In a cogroup transform, for example. RDD1.cogroup (RDD2, ...), I assumed that Spark only moves / moves RDD2 and keeps the RDD1 partition and storage in memory if:
- RDD1 has an explicit delimiter
- RDD1 is cached.
In my other projects, most of the shuffling seems to be consistent with this assumption. So yesterday I wrote a short scala program to prove it once and for all:
// sc is the SparkContext val rdd1 = sc.parallelize(1 to 10, 4).map(v => v->v) .partitionBy(new HashPartitioner(4)) rdd1.persist().count() val rdd2 = sc.parallelize(1 to 10, 4).map(v => (11-v)->v) val cogrouped = rdd1.cogroup(rdd2).map { v => v._2._1.head -> v._2._2.head } val zipped = cogrouped.zipPartitions(rdd1, rdd2) { (itr1, itr2, itr3) => itr1.zipAll(itr2.map(_._2), 0->0, 0).zipAll(itr3.map(_._2), (0->0)->0, 0) .map { v => (v._1._1._1, v._1._1._2, v._1._2, v._2) } } zipped.collect().foreach(println)
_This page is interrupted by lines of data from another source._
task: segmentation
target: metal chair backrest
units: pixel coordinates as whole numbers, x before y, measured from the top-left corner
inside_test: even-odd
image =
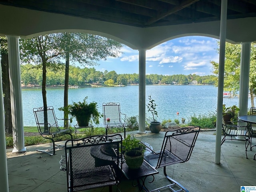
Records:
[[[60,131],[53,107],[50,106],[45,109],[44,107],[34,108],[33,110],[40,134],[50,134]],[[45,113],[46,113],[46,119],[44,118]]]
[[[118,166],[122,167],[119,159],[122,155],[122,136],[116,134],[67,141],[65,149],[68,191],[118,184]]]
[[[166,132],[156,168],[188,161],[200,130],[198,126]]]
[[[256,107],[251,107],[250,110],[250,115],[256,115]]]
[[[104,124],[107,122],[107,118],[110,118],[110,122],[122,123],[120,103],[103,103],[102,107]]]

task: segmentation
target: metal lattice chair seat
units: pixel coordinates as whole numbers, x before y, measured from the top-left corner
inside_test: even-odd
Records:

If rdd1 does not move, the first zipped column should have the same value as the third column, so I ran oops programs:
(4,7,4,1) (8,3,8,2) (1,10,1,3) (9,2,5,4) (5,6,9,5) (6,5,2,6) (10,1,6,7) (2,9,10,0) (3,8,3,8) (7,4,7,9) (0,0,0,10)
The assumption is incorrect. Spark probably did some internal optimization and decided that regenerating rdd1 partitions was much faster than storing them in the cache.
So the question is: if my software requirement not to move RDD1 (and store it in the cache) is due to other reasons than speed (for example, resource localization), or in some cases Spark internal optimization is not preferable, is there any way to instruct explicitly Does the framework not move an operand in all operations like cogroup? It also includes pool, outer join, and group c.
Thank you very much for your help. As long as I use the broadcast connection as a not-so-scalable workaround, it won't last long before my cluster crashes. I expect a solution consistent with the principles of distributed computing.